This repo can be used to run spark jobs, spark streaming on Azure Kubernetes Service. Here are the key capabilities it provides
- Uses Spark 3.0.1 and Hadoop 3.2.1
- Integrates Azure Data Lake Storage Gen2 with Azure Kubernetes Services
- Spark jobs, spark streaming and delta can be used on AKS and read and write data to Azure Data Lake Gen2
- Multinode pools can be used in AKS
- Spot instance node pools can be used in AKS to run spark executors
- Livy end point can be used to submit jobs
This repo uses a sample java application that can be used to test spark-submit. This sample java application read from Azure Data Lake Storage and aggregates available NYC taxi data files and writes summary to Azure Data Lake Storage.
- Azure Subscription
- Create Azure Service Principal using - az ad sp create-for-rbac
- Azure CLI
- kubectl CLI
- clone this repository
- Azure Data Lake account with NYC taxi data uploaded to test spark-submit
- Build this repo and upload to ADLS Gen2 container
- TLC Trip Record Data
Update Azure parameters in aks/ You can modify other parameters such as VM size, VNet configuration etc.

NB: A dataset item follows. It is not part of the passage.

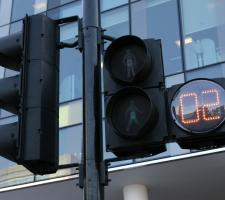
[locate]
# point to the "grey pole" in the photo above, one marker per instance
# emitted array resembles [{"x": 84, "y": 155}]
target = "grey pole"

SSH_PUBLIC_KEY="your ssh public key"
SUBCRIPTION_ID="your subscription id"
RESOURCE_GROUP="your resource group"
VNET_NAME="your vnet name"
SUBNET_NAME="your subnet name"
SERVICE_PRINCIPAL="your service principal guid"
SERVICE_PRINCIPAL_SECRET="your service principal secret"
Provision AKS cluster.
Add node pool with spot instance.
Configure kubectl and attach Azure Container Registry to AKS Cluster. Attaching ACR to AKS will enable AKS to authenticate to ACR to pull container images.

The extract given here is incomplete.